Tuesday 23 June 2015

Files with non-standard encodings in Salesforce

This post is about one of my latest challenges at work. It looked like something simple to achieve, but it turned out to be a difficult one...

THE REQUIREMENTS

The requirement was to build attachments in Salesforce that could then be downloaded. Those files would then be imported into a third party software for processing. It doesn't seem to be a difficult task, on paper it is a straight forward thing to achieve...

The problem was that we were dealing with a Korean third party, and the content of the files was in Korean (really funny looking characters from my point of view...). They were plain text files, but written in Korean...

The obvious solution was to provide button with a link to a URLFOR pointing to the attachment Id, that would download the file directly from Salesforce.

The following snippet shows the simple solution that would download the attachment in one click:



Once the file was downloaded, it was ready to be imported by the third party software. The third party software provides a preview feature, that lets the user see what is going to be imported before submitting.

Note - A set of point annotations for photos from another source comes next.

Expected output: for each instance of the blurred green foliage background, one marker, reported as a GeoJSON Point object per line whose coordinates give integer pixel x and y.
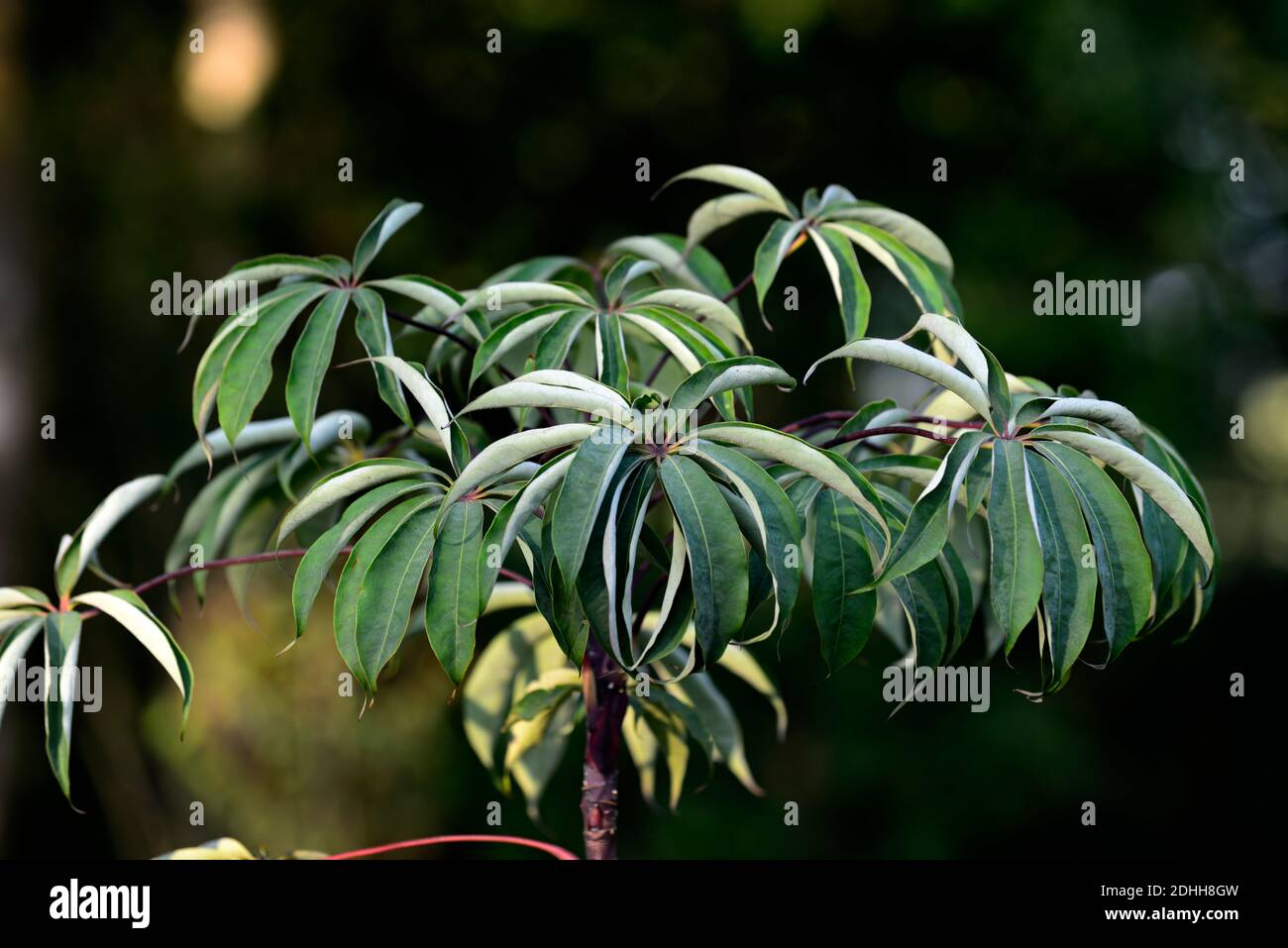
{"type": "Point", "coordinates": [1111, 165]}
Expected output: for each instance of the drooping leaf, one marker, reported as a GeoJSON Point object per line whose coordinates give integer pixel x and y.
{"type": "Point", "coordinates": [378, 231]}
{"type": "Point", "coordinates": [452, 600]}
{"type": "Point", "coordinates": [310, 360]}
{"type": "Point", "coordinates": [716, 556]}
{"type": "Point", "coordinates": [80, 550]}
{"type": "Point", "coordinates": [138, 620]}
{"type": "Point", "coordinates": [842, 570]}
{"type": "Point", "coordinates": [62, 648]}
{"type": "Point", "coordinates": [1069, 581]}
{"type": "Point", "coordinates": [249, 369]}
{"type": "Point", "coordinates": [1122, 562]}
{"type": "Point", "coordinates": [1016, 563]}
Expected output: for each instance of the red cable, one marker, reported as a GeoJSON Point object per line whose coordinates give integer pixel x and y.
{"type": "Point", "coordinates": [434, 840]}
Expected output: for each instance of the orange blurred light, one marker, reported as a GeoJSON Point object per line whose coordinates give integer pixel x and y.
{"type": "Point", "coordinates": [222, 84]}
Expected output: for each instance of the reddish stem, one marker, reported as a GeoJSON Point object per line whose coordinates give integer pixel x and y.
{"type": "Point", "coordinates": [944, 423]}
{"type": "Point", "coordinates": [823, 416]}
{"type": "Point", "coordinates": [253, 558]}
{"type": "Point", "coordinates": [889, 429]}
{"type": "Point", "coordinates": [557, 852]}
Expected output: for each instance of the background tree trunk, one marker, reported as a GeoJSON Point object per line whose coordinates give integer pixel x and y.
{"type": "Point", "coordinates": [604, 686]}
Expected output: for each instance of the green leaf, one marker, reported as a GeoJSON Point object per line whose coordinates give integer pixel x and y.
{"type": "Point", "coordinates": [1068, 586]}
{"type": "Point", "coordinates": [926, 531]}
{"type": "Point", "coordinates": [910, 231]}
{"type": "Point", "coordinates": [1122, 562]}
{"type": "Point", "coordinates": [842, 570]}
{"type": "Point", "coordinates": [716, 556]}
{"type": "Point", "coordinates": [13, 647]}
{"type": "Point", "coordinates": [373, 327]}
{"type": "Point", "coordinates": [514, 515]}
{"type": "Point", "coordinates": [1108, 414]}
{"type": "Point", "coordinates": [503, 454]}
{"type": "Point", "coordinates": [452, 599]}
{"type": "Point", "coordinates": [927, 609]}
{"type": "Point", "coordinates": [1151, 479]}
{"type": "Point", "coordinates": [906, 265]}
{"type": "Point", "coordinates": [389, 584]}
{"type": "Point", "coordinates": [893, 353]}
{"type": "Point", "coordinates": [432, 402]}
{"type": "Point", "coordinates": [698, 307]}
{"type": "Point", "coordinates": [738, 179]}
{"type": "Point", "coordinates": [720, 721]}
{"type": "Point", "coordinates": [999, 395]}
{"type": "Point", "coordinates": [771, 254]}
{"type": "Point", "coordinates": [310, 360]}
{"type": "Point", "coordinates": [249, 369]}
{"type": "Point", "coordinates": [514, 333]}
{"type": "Point", "coordinates": [719, 211]}
{"type": "Point", "coordinates": [585, 484]}
{"type": "Point", "coordinates": [81, 548]}
{"type": "Point", "coordinates": [529, 390]}
{"type": "Point", "coordinates": [429, 292]}
{"type": "Point", "coordinates": [325, 432]}
{"type": "Point", "coordinates": [322, 553]}
{"type": "Point", "coordinates": [851, 290]}
{"type": "Point", "coordinates": [514, 659]}
{"type": "Point", "coordinates": [725, 375]}
{"type": "Point", "coordinates": [1016, 566]}
{"type": "Point", "coordinates": [62, 648]}
{"type": "Point", "coordinates": [138, 620]}
{"type": "Point", "coordinates": [344, 483]}
{"type": "Point", "coordinates": [610, 352]}
{"type": "Point", "coordinates": [823, 467]}
{"type": "Point", "coordinates": [385, 226]}
{"type": "Point", "coordinates": [778, 533]}
{"type": "Point", "coordinates": [557, 342]}
{"type": "Point", "coordinates": [366, 652]}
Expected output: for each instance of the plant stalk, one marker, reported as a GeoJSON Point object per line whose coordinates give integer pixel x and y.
{"type": "Point", "coordinates": [603, 685]}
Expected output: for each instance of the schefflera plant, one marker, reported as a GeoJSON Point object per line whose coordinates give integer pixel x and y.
{"type": "Point", "coordinates": [231, 515]}
{"type": "Point", "coordinates": [837, 224]}
{"type": "Point", "coordinates": [1080, 496]}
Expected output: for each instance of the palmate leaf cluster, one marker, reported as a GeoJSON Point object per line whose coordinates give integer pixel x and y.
{"type": "Point", "coordinates": [575, 449]}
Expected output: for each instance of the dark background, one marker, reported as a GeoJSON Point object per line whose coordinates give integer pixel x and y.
{"type": "Point", "coordinates": [1112, 165]}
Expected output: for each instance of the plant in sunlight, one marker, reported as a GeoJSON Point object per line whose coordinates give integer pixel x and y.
{"type": "Point", "coordinates": [575, 446]}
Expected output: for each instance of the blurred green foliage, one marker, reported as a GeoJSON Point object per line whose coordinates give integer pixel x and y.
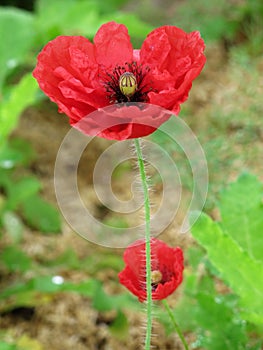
{"type": "Point", "coordinates": [226, 316]}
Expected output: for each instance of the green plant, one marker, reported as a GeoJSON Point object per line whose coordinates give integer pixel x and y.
{"type": "Point", "coordinates": [227, 316]}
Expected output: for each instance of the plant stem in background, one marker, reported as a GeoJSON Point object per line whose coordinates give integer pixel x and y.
{"type": "Point", "coordinates": [147, 242]}
{"type": "Point", "coordinates": [177, 328]}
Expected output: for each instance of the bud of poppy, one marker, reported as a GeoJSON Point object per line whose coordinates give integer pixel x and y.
{"type": "Point", "coordinates": [128, 84]}
{"type": "Point", "coordinates": [156, 276]}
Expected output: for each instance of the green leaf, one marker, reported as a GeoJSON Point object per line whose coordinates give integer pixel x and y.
{"type": "Point", "coordinates": [244, 275]}
{"type": "Point", "coordinates": [15, 259]}
{"type": "Point", "coordinates": [218, 326]}
{"type": "Point", "coordinates": [119, 327]}
{"type": "Point", "coordinates": [16, 33]}
{"type": "Point", "coordinates": [22, 95]}
{"type": "Point", "coordinates": [22, 190]}
{"type": "Point", "coordinates": [13, 226]}
{"type": "Point", "coordinates": [7, 346]}
{"type": "Point", "coordinates": [41, 215]}
{"type": "Point", "coordinates": [15, 152]}
{"type": "Point", "coordinates": [241, 210]}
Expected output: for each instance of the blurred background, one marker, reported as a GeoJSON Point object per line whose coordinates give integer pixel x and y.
{"type": "Point", "coordinates": [58, 291]}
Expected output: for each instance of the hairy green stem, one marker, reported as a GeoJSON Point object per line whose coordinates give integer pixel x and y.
{"type": "Point", "coordinates": [147, 213]}
{"type": "Point", "coordinates": [177, 328]}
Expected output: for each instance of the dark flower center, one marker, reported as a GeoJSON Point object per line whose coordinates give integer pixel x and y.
{"type": "Point", "coordinates": [126, 83]}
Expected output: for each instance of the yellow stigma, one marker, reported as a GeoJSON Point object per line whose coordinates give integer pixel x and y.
{"type": "Point", "coordinates": [128, 84]}
{"type": "Point", "coordinates": [156, 276]}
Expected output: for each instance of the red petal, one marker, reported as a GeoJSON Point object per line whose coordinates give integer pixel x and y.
{"type": "Point", "coordinates": [66, 72]}
{"type": "Point", "coordinates": [113, 45]}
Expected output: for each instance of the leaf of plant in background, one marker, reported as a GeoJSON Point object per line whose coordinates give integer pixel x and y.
{"type": "Point", "coordinates": [15, 259]}
{"type": "Point", "coordinates": [41, 215]}
{"type": "Point", "coordinates": [243, 273]}
{"type": "Point", "coordinates": [16, 33]}
{"type": "Point", "coordinates": [241, 209]}
{"type": "Point", "coordinates": [22, 95]}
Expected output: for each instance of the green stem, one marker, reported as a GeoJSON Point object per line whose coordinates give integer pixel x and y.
{"type": "Point", "coordinates": [177, 328]}
{"type": "Point", "coordinates": [147, 214]}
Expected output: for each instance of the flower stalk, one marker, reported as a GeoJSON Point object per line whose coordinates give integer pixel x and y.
{"type": "Point", "coordinates": [147, 213]}
{"type": "Point", "coordinates": [175, 324]}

Unfortunately, the result was not the expected one. See the following images to compare the expected result with the actual result, there are some characters that could not be successfully read by the third party sofware... What are those question marks there?

Expected result
Actual Result

THE PROBLEM

After that came investigation time... What might be going wrong? Comparing the text files with comparison utilities did not provide any clues... Checking for additional blank spaces... Checking for implementation of the line breaks... It all looked the same!!!

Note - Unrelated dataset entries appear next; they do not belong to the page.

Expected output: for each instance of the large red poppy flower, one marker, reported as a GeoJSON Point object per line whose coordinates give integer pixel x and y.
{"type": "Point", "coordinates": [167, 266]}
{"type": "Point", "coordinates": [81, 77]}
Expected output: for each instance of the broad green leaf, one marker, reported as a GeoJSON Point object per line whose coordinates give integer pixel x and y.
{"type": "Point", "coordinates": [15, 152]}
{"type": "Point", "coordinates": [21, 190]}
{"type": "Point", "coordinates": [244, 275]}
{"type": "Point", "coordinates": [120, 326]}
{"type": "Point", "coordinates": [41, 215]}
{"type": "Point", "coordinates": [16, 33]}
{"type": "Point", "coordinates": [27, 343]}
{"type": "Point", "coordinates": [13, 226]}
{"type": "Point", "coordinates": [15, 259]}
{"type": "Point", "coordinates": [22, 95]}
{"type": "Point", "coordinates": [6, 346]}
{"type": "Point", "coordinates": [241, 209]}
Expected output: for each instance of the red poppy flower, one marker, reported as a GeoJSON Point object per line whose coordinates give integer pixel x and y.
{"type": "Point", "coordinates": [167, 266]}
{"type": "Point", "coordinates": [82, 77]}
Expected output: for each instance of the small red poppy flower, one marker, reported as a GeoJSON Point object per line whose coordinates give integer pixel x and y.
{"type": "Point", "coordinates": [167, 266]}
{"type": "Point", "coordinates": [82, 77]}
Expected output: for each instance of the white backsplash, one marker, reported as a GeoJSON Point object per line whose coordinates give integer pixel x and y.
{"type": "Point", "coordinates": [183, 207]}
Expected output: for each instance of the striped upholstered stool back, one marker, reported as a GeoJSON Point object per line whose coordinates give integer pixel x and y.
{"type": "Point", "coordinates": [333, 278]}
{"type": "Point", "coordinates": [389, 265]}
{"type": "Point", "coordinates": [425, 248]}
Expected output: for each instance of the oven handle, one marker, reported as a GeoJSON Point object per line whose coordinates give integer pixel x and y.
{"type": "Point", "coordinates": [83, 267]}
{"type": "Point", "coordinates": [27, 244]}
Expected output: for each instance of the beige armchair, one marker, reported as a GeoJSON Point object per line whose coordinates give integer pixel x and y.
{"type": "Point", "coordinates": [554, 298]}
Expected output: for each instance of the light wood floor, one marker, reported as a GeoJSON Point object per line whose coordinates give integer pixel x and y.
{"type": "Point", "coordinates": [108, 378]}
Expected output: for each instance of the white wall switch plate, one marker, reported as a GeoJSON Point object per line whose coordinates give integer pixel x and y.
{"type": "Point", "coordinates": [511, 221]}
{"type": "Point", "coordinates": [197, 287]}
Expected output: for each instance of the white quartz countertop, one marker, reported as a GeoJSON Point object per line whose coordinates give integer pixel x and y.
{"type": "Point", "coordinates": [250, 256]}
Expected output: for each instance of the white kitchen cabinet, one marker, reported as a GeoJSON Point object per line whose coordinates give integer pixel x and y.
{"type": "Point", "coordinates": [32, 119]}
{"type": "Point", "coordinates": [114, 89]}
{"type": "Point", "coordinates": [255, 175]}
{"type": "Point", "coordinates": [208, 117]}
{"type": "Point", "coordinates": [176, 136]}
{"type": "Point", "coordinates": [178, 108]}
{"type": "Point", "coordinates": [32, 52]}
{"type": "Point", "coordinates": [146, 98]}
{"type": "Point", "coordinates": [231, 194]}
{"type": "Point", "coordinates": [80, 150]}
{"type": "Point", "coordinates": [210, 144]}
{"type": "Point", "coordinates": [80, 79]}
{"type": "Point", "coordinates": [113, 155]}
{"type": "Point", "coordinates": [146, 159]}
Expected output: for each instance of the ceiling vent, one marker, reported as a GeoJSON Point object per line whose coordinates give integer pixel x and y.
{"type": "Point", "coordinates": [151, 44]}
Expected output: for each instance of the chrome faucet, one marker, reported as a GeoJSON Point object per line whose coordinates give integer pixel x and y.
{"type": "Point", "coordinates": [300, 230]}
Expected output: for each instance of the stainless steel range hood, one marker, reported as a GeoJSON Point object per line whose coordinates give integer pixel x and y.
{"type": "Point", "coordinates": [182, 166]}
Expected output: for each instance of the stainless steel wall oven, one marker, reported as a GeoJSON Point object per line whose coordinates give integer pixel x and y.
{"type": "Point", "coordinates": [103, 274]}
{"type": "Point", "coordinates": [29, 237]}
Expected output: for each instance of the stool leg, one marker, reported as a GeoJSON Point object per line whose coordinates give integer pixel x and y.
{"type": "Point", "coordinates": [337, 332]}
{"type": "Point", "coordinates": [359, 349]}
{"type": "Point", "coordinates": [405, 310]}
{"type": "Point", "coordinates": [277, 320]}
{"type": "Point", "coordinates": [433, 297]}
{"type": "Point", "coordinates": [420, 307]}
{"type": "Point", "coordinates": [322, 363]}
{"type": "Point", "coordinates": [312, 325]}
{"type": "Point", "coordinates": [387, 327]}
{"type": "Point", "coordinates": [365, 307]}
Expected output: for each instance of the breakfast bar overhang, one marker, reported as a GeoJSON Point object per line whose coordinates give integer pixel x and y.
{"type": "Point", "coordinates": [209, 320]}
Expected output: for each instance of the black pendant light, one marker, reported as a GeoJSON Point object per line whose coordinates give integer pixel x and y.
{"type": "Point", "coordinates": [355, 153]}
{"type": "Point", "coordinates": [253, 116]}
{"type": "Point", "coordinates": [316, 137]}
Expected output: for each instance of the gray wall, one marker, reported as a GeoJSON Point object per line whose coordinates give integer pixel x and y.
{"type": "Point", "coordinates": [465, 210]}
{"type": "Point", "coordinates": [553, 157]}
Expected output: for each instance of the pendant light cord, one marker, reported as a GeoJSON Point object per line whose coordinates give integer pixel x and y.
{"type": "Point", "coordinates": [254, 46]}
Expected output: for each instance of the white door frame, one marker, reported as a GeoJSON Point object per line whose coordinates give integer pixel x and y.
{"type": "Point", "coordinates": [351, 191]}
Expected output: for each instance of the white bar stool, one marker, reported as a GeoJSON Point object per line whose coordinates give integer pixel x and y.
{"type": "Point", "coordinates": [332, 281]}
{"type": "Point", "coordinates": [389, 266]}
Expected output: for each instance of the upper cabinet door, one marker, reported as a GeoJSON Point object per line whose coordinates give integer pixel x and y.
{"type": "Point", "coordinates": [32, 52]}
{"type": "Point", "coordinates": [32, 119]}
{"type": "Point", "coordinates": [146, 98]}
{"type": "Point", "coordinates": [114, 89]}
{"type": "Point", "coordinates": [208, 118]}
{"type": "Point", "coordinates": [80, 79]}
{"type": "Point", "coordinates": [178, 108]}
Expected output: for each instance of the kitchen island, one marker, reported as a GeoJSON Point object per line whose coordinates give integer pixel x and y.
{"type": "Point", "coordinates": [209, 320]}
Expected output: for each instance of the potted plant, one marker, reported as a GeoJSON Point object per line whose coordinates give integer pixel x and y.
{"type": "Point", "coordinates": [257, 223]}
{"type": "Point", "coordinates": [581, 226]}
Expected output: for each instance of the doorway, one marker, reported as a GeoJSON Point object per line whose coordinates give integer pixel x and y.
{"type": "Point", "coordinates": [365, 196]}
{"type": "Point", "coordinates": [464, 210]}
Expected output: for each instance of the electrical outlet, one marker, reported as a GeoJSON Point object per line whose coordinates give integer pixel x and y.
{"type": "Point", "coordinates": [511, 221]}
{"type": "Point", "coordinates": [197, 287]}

Finally, after inspecting every single aspect of the files I made a binary comparison of the files with Beyond Compare, and the bytes were not the same for the same shown text. The problem was that the files had different encodings!!!

THE SOURCE OF THE PROBLEM

So we got to the root of the problem: the third party software was expecting an EUC-KR encoding, whereas the file provided by Salesforce was created with a UTF-8 encoding.

Now, I had to find a way to create my downloadable files with the EUC-KR enconding, and the body of those files was the body of the Salesforce attachments.

Salesforce only uses the UTF-8 standard enconding for all the files; now that stopped me from using the solution in the snippet above, because there was no way Salesforce was going to create the files in the format I needed in just one click and one line of code...

But that's where the challenge is, and that's what us developers love!! We love chanllenges!! And this case became one for me, hence this blog entry...

Another problem I found with this specific case was that the EUC-KR encoding is a legacy encoding, i.e. it's not a standard one and it is not supported by most of the browsers by default.

THE SOLUTION

Thankfully I found this github repository with a polyfill for the Encoding Living Standard's API by inexorabletash (many thanks for your solution). It is an implementation of the TextEncoder API.

The github repo includes the source file for the encoding.js and encoding-indexes.js libraries. The later is required when working with non-standard encodings; and following the repository's README explains the usage of the libraries.

This solution has been really helpful for me because it did what I needed, although it didn't work with the exact source code from the repository, so I had to apply a tiny tweak to the code in the encoding.js library.

I was using a version of Chrome that natively supports the TextEncoder API, so the polyfill wasn't being used, and therefore the EUC-KR encoding wasn't being recognised as a valid entry.

I had to modify the library to implement my TextEncoderCustom API, which was easily done by just replacing the TextEncoder string by the TextEncoderCustom string in the encoding.js file. Once this is done, the browser will use your own implementation of the TextEncoder API, which is your TextEncoderCustom API.

In the following code snippet, the variable uint8array is properly encoded with an EUC-KR format and it can be used to be saved in a file:


You need to create static resources in Salesforce for the libraries to be included in your Visualforce page as shown in the snippet above.

I hope you find this post useful if you need to work with non standard encodings in Salesforce. Once again, many thanks to inexorabletash for the github contribution.